You could take your webserver's Access log (Apache: access.log) and evaluate it time and again (cronjob) in case you do not need to have the data at hand at the exact moment in time when someone visits your site.

Usually, the access.log is generated anyway and contains the requested resource as well as time, date and the user's IP. This way you do not have to route all trafic through a php-script. Lean, mean counting machine.

middus
A: 

You can use Redis - it`s very fast key-value storage with support for atomic increments. If need will arise -- counts data could be splitted between multiple servers easily.

Igor Ivanov
A: 

I've done something very similar, on a similar scale (multiple servers, hundreds of domains, several thousand hits per hour) and log file analysis was definitely the way to go. (It also checked hit rates, weighted them by file type, and blacklisted IP addresses at the firewall if they were making too many requests; its intended purpose was to auto-block bad bots, not to just be a counter, but counting was an essential piece of it.)

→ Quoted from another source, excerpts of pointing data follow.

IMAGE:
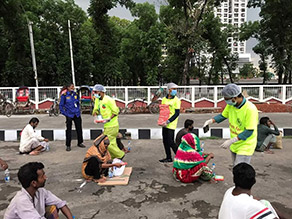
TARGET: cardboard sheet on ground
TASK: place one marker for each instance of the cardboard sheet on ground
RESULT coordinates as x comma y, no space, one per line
118,180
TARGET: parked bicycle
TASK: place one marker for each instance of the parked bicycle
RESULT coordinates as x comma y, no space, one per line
6,107
54,109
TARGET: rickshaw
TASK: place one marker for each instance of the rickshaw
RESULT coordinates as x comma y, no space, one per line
22,102
86,102
6,107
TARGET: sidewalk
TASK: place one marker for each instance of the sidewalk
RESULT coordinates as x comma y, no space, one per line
152,192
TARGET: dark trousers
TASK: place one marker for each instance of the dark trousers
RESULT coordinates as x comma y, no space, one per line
93,168
78,126
168,141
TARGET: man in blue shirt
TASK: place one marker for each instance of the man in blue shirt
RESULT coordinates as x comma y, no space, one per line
69,107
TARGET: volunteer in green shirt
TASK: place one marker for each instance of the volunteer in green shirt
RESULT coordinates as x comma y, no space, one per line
170,125
107,108
243,119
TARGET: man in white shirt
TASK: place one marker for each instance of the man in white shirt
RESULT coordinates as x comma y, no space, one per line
33,201
30,142
238,203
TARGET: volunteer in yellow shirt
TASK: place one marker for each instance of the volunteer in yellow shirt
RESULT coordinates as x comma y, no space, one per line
107,108
170,125
243,120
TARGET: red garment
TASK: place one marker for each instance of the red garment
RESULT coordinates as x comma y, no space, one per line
190,175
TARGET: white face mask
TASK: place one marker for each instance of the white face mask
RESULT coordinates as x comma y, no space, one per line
230,102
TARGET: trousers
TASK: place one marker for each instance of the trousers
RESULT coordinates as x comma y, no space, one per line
78,126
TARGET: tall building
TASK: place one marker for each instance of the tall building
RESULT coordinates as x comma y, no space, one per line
235,12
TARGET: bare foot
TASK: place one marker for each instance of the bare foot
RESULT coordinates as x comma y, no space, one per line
269,151
125,150
34,153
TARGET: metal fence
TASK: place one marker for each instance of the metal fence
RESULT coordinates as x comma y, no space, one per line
191,94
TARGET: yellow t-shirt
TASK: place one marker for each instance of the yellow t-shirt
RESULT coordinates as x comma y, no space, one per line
239,120
173,104
107,107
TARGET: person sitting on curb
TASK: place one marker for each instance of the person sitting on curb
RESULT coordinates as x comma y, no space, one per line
97,160
188,127
30,142
238,201
266,135
33,201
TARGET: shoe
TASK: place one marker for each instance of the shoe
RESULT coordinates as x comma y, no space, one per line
166,160
81,145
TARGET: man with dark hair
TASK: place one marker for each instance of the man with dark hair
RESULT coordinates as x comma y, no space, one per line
243,119
30,142
33,201
188,127
238,203
69,107
266,135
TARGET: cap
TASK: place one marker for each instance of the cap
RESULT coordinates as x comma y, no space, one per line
99,87
171,85
231,90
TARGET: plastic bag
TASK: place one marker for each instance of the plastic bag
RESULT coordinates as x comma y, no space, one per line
279,144
163,114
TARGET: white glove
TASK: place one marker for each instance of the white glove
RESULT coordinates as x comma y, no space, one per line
106,121
208,122
229,142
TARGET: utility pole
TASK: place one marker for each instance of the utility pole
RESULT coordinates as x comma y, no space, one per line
34,64
71,53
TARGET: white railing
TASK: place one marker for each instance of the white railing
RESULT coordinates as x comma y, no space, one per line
191,94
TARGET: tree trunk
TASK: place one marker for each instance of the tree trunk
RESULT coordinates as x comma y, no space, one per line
228,69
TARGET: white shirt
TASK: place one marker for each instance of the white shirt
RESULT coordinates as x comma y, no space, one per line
243,206
28,136
22,206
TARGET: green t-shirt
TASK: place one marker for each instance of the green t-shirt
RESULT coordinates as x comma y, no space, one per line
173,104
107,107
239,120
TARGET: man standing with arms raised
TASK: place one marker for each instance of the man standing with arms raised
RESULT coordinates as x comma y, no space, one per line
243,120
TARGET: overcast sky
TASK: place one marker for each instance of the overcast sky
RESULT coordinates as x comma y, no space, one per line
252,14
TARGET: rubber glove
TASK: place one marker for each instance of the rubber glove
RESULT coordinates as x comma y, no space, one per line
229,142
208,122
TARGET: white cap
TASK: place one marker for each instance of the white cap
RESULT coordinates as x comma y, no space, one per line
231,90
171,85
99,87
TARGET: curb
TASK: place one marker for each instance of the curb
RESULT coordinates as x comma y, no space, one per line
145,133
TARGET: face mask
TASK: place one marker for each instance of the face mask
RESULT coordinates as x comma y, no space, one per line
229,102
173,93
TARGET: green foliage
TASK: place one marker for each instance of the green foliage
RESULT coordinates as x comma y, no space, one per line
247,71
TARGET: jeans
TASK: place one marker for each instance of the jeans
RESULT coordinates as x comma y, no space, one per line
78,126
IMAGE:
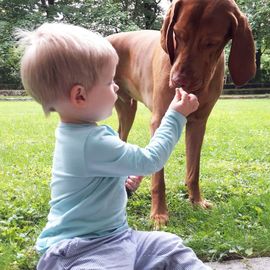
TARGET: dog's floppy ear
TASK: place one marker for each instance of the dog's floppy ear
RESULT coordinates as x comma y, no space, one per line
167,38
242,63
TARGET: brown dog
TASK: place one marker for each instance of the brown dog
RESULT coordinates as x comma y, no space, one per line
188,53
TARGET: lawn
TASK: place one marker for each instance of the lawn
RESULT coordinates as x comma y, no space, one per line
235,177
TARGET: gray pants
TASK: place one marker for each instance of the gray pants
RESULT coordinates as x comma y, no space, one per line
125,251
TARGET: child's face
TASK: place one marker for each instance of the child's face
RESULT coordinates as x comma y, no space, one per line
102,97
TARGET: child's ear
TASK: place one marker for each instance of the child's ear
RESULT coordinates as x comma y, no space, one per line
78,95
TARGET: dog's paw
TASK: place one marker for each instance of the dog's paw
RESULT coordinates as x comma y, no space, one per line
202,203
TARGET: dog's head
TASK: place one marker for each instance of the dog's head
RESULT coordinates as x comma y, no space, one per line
194,34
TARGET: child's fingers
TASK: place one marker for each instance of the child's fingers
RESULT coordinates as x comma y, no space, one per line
184,96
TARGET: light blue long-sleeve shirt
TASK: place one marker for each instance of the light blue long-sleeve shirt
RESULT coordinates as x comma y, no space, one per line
90,167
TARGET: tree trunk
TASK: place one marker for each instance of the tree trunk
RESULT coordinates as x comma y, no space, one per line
258,64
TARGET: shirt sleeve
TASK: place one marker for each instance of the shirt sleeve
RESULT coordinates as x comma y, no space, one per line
107,155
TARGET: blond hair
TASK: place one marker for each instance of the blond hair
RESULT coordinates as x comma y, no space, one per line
57,56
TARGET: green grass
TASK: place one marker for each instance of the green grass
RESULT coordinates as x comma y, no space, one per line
235,176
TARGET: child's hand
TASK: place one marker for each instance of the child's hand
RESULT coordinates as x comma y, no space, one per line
133,182
183,102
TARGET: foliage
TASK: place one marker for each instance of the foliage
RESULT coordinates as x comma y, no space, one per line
106,17
234,176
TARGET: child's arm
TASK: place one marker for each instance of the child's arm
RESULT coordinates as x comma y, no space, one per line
107,155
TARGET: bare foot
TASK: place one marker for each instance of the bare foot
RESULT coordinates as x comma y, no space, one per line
159,221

No performance impact on the web server process itself, since it's not doing any additional work there, and you could easily publish periodically-updated hit counts by injecting them into the site's database every minute/5 minutes/100 hits/whatever without having to lock the relevant row/table/database (depending on the locking mechanism in use) on every hit.

Dave Sherohman
This sounds awesome, any tips on how to begin creating this? Can it be done with PHP?
swt83
@swt83: I used Perl, but my understanding is that PHP has been extended to run in non-web environments, so it should be possible. For a simple counter, it's basically just a matter of setting up a cron job to run every so often, check the access long for new hits (record the end-of-file position each time so that the next run can pick up from where the last one left off instead of re-processing the whole log), and process/summarize them however you like. If you want it real-time, write it as a `tail -f` type monitor that reads from the file as it's written (just watch out for log rotation).
Dave Sherohman
+1  A: 

Without a doubt, Redis is perfect for this problem. It requires about a minute to setup and install, supports atomic increments, is incredibly fast, has client libs for python and php (and many other languages), is durable (snapshots, journal, replication).